When asked if 3 Guys Moving collected any money before the move was completed, Samantha replied, “No. We never do.”
“I’m looking at the order in our system. Originally this customer was going to require storage. Every time someone logs into our system and makes notes, it is time stamped. For example, it was updated by Heather in our office on July 14 at 6:43 a.m., stating that inventory was updated and no packing was going to be required at this point. So clearly, the customer made a change at that point because they would need less services. On July 12, at 10:29 in the morning, an email was sent by the customer indicating they found a house and would no longer need storage,” said Samantha.
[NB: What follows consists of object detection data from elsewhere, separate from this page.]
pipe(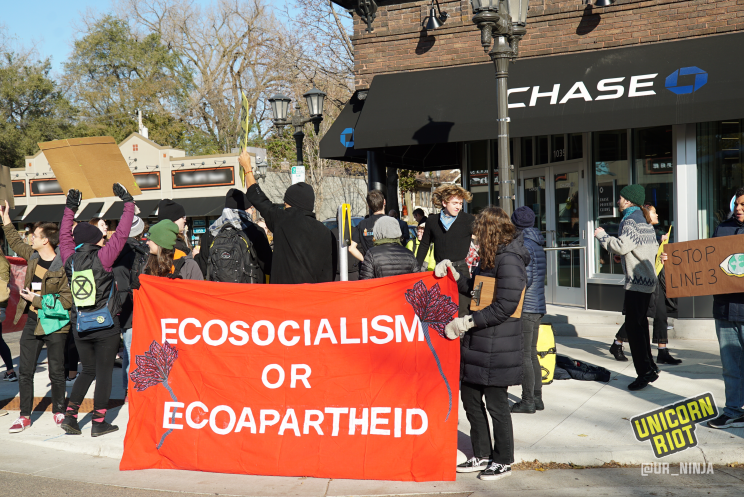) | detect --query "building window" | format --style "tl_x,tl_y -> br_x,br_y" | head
592,130 -> 630,274
633,126 -> 674,242
697,119 -> 744,239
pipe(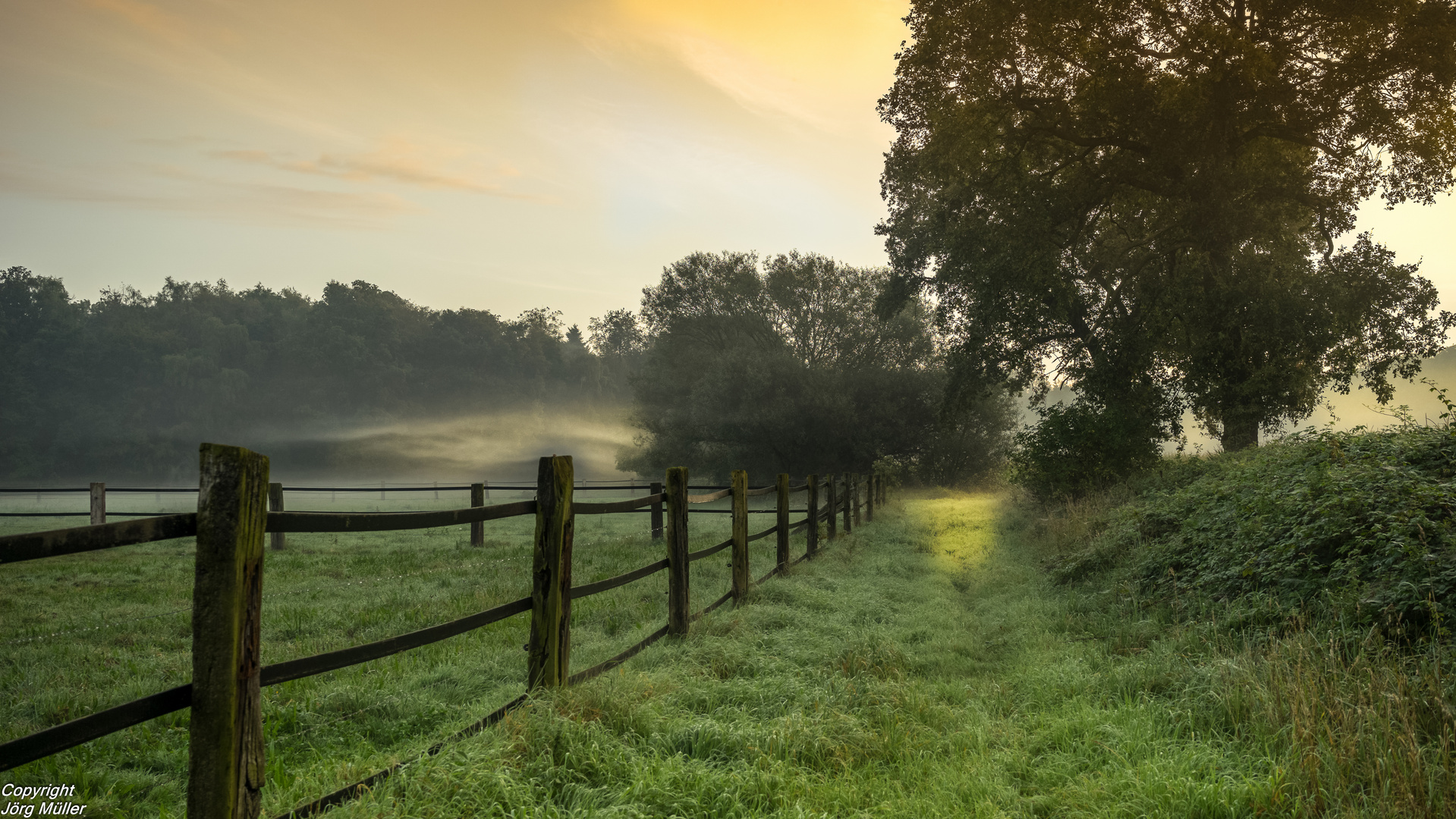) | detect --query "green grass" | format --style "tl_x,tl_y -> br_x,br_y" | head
270,494 -> 1291,819
0,493 -> 1445,819
0,493 -> 802,816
“On June 28 at 9:16 a.m., the system was also updated that packing items were above kitchen cabinets and miscellaneous items in the garage, one mirror, customer is taking all the art work and packing themselves. When our crew arrived, the customer did not do all that they were going to do, and that’s why the estimate was going to go over. It wasn’t that the company did the estimate, and then the crew showed up and said, ‘hey by the way, we were inaccurate, and our quote is going to go way over.’ Sometimes the customer when we go into their homes, they say, ‘don’t inventory that sectional because we’re going to donate it, or we’re going to sell it,’ but come move day, they were so busy, they didn’t donate, they didn’t sell, and now the estimate has changed.
“We always try to communicate first thing in the morning if the estimate is going to vary because we don’t want at the end of the day to say, ‘By the way, you didn’t do what you were supposed to do, or this didn’t get done – to us, we just consider that unethical. To be frank and honest with you, unfortunately, Eric Aldinger – he didn’t work out here, he wasn’t what he said he was going to be, we parted ways, and I feel, in my honest opinion, that he’s just looking for some money, and I don’t mind saying that on the record. It’s unfortunate. Everything he told us when he came into our building – we didn’t have an advertised ad out to hire anybody – he showed up and said he had experience, he was going to do whatever it took to get a job and that he could fill in various positions, and so we gave him an opportunity and here we are now. It’s bogus and I am going to make sure that we pursue this in a way that’s fair for all,” Samantha concluded.
When the Free Press recited to Samantha the lawsuit’s allegation that Aldinger objected to violations of Florida’s Unfair and Deceptive Trade Practice, she replied, “That conversation never took place.”
Noah E. Storch, attorney for Richard Cellar Legal, P.A. in Davie, represents the Plaintiff.